Cogeco Communications Inc. will not take part in an auction for cellular airwaves this year, but hopes to see changes to government policy that could eventually let it get into the wireless business.
Philippe Jetté, chief executive of the Montreal-based cable company, said in an interview Friday that Cogeco decided not to register for an auction of spectrum – the radio waves that carry telecommunications signals – this March because the geographic areas the licences cover are too large. Cogeco wants to offer wireless service only in the parts of Ontario and Quebec where it sells cable and internet service, giving its customers the option to bundle in the mobile service.
“For example, we serve Burlington and Oakville, [Ont.] but it’s impossible to buy spectrum there without buying the whole of Toronto.
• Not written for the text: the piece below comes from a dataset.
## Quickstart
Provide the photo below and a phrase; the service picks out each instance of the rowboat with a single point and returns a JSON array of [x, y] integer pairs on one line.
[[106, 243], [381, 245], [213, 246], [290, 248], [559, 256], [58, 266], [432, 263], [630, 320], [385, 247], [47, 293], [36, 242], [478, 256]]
You have to buy for all of the GTA and no business case would make sense to buy so much spectrum for Toronto and not use it," he said.
Mr. Jetté said he believes the federal government understands that complaint and he hopes to see smaller geographic areas included in future spectrum auctions. Cogeco has also been lobbying Ottawa to create new rules that would force large national carriers to lease airtime to smaller regional players.
The Canadian Radio-television and Telecommunications Commission will hold a public hearing this year on the wholesale wireless market and could potentially mandate such a model.
“Right now, the regulatory context doesn’t enable a regional player like Cogeco to play and benefit Canadian customers,” Mr. Jetté said.
The Cogeco CEO also addressed a rocky period for the company’s Canadian cable business as it introduced a new customer management system in April, replacing 22 legacy systems. The integration caused serious delays in service installation calls and led to overwhelmed call centres, prompting the company to halt marketing efforts to win new clients.
Mr. Jetté acknowledged that the “transition and stabilization period was first longer than anticipated but second, a lot more visible than we anticipated to our customers.” He said the problems have now finally been fixed.
“All our contact centres, sales and marketing has been re-engaged. We’re back to normal in terms of operating metrics,” he said. “We had to go through the storm. The storm passed and we’re on the other side.”
Cogeco said it cut 125 jobs (about 5 per cent of its total Canadian work force) as a result of the new system, which relies far less on manual processes, Mr. Jetté said, noting that it will save the company about $9-million a year.
Mr. Jetté took over the top job at Cogeco in September as Louis Audet, son of company founder and long-time CEO Henri Audet, transitioned to the role of executive chairman.
Cogeco reported its first-quarter earnings on Thursday and held a conference call for analysts as well as its annual general meeting on Friday morning. The company said revenues were down 1.4 per cent at its Canadian cable business as it shed about 35,000 total internet, cable and telephone subscribers amid problems with its customer management system.
Its U.S. cable business fared better, with a significant bump in both revenue and EBITDA due to acquisitions over the past year. Excluding those takeovers, analysts noted that underlying revenue and EBITDA still grew by about 6 and 11 per cent, respectively (EBITDA means earnings before interest, taxes, depreciation and amortization).
Cogeco’s data centre and enterprise service division continues to struggle, however, with revenues and EBITDA down 3 and 16 per cent, respectively. The business faces tough competition from U.S. giants Amazon and Google, and Mr. Jetté said while Cogeco still hopes to stabilize the division, he’s not ruling out the possibility of a sale.
The company said total revenue increased by 16 per cent to $643-million in the quarter (largely because of gains at its U.S. business), but profit declined by 1.6 per cent to $75-million. It earned $1.42 per share compared to $1.55 per share this time last year. Cogeco also declared a quarterly dividend of 52.5 cents, up from 47.5 cents per share this time last year.
Analysts characterized the results as “mixed” and the company’s stock was up more than 7 per cent on Friday.